Many of the personnel, who arrived after the explosion to assist with the cleanup at the site, have been taken to a military hospital suffering from headache, nausea and vomiting, according to a source in the security forces protecting Fordow.
A special team of nuclear experts was ordered to the site days ago, the source said, and detected high levels of radiation.
Fordow fuel enrichment plant - DigitalGlobe image on day of reported explosion, Jan. 21, 2013
The number of confirmed dead from the explosions has risen to 76, said the source, who provided exclusively to WND the names of 14 Iranian scientists and one North Korean who died in the blasts.
Security forces have arrested 17 high-ranking officers, including majors and colonels, over the incident and summarily executed Maj. Ali Montazernia, a member of the security forces in charge at Fordow.
The Islamic regime has put up a wall of silence surrounding the explosions, but with the possibility of radioactive fallout creating grave health and environmental disasters in the nearby holy city of Qom and other surrounding cities, it may not be able to maintain the secret, the source suggested.
WND reported exclusively on Jan. 24 that explosions rocked Iran's nuclear facility at Fordow on Jan. 21, with updates on Jan. 27, 29, 30, 31, and Feb. 3, 6, 13 and 23. The blasts at first trapped 219 workers, including 16 North Koreans: 14 technicians and two military attaches.
Iran denied the incident, and its official news agency, IRNA, in a report, called WND a "mouthpiece of the CIA" and Reza Kahlili a CIA agent whose reporting was mere propaganda by the West. Regime media have also attacked Hamidreza Zakeri, a former officer of Iran's Ministry of Intelligence, now living in Europe, who has provided information on the Fordow explosion and other valuable insights into the regime's illicit nuclear activities.
In an unusual move on Jan. 29, the spokeswoman for the International Atomic Energy Agency, Gill Tudor, emailed reporters a brief statement: "We understand that Iran has denied that there has been an incident at Fordow.
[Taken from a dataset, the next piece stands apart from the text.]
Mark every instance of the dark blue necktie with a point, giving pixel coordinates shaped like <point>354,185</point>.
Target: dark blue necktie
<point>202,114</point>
This is consistent with our observations."
When pushed by WND, however, Tudor could neither confirm nor deny the incident had taken place and would not say whether IAEA inspectors had visited the site after the explosions, despite some media reports that they had.
The IAEA's latest report, released on Feb. 21, states that a physical inspection of Fordow was done between Nov. 26 and Dec. 3, well before the reported explosions. The report said that as of Feb. 17, Iran continued to feed hexafluoride gas into all four cascades of centrifuges at Fordow to enrich uranium, but this information was solely based on what Iranian officials told the U.N. nuclear watchdog.